Nelson Mandela

Quotes & Wisdom

Portrait of Nelson Mandela, famous for their inspirational quotes and wisdom
Nelson Mandela (born 1918)

Nelson Mandela: The Prisoner Who Freed a Nation

Nelson Mandela was the anti-apartheid revolutionary who endured twenty-seven years of imprisonment and emerged to lead South Africa through its most perilous transition - from a racist police state to a multiracial democracy - without the bloodbath that the world expected and many feared. Born into the Thembu royal family in the Eastern Cape in 1918, he became a lawyer, an activist, and eventually the commander of the African National Congress's armed wing before his arrest and life sentence in 1964. His release in 1990 and his election as South Africa's first Black president in 1994 represented one of the twentieth century's most extraordinary triumphs of moral courage over institutionalized injustice.

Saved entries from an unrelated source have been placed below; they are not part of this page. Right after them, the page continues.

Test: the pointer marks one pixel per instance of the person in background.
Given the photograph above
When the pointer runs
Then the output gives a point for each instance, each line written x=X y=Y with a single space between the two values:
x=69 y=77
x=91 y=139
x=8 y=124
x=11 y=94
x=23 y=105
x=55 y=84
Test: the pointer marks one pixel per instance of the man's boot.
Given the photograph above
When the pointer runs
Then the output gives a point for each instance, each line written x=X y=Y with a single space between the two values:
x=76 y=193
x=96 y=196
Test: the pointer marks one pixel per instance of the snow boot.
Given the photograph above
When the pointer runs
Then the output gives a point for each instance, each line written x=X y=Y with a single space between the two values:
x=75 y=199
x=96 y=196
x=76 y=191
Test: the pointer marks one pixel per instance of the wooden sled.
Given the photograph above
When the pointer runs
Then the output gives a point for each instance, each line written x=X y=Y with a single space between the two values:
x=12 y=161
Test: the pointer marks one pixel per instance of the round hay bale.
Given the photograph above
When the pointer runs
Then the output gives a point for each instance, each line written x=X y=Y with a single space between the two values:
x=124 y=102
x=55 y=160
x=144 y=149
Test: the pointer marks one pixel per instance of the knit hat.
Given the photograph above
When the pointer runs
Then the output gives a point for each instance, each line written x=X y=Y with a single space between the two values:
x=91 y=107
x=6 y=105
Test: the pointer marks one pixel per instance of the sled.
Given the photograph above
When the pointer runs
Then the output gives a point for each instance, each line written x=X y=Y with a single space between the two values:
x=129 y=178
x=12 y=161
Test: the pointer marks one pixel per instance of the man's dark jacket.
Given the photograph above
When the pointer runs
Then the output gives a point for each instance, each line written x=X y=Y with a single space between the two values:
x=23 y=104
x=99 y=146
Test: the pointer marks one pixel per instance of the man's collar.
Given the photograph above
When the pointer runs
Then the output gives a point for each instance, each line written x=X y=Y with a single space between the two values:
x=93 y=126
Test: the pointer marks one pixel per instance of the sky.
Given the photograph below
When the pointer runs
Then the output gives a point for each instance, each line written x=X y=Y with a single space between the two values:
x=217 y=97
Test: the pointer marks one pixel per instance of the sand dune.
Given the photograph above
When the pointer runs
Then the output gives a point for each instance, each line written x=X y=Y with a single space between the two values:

Rolihlahla Mandela was born on July 18, 1918, in the village of Mvezo on the banks of the Mbashe River in the Eastern Cape of South Africa. His father, Gadla Henry Mphakanyiswa, was a chief of the Thembu people and a counselor to the Thembu king. His mother, Nosekeni Fanny, was Gadla's third wife. The name Rolihlahla means, roughly, "pulling the branch of a tree" - colloquially, "troublemaker." A teacher at his Methodist primary school gave him the English name Nelson, as was the colonial custom.

When Mandela was nine, his father died, and he was sent to live in the household of Jongintaba Dalindyebo, the regent of the Thembu people. Growing up in the regent's court, Mandela observed traditional African governance - a system in which the chief listened to all opinions before making decisions, and consensus was valued above authority. This experience profoundly shaped his leadership style: decades later, as president of South Africa, he would listen patiently to every viewpoint in a cabinet meeting before offering his own.

He attended the University of Fort Hare - the only residential higher-education institution for Black South Africans - where he studied law and encountered the ideas of African nationalism. Expelled for participating in a student protest, he fled to Johannesburg to avoid an arranged marriage, completed his degree by correspondence, and enrolled at the University of the Witwatersrand's law school. In Johannesburg, he encountered the full brutality of apartheid - the system of racial segregation that classified every South African by race and allocated rights, resources, and dignity accordingly.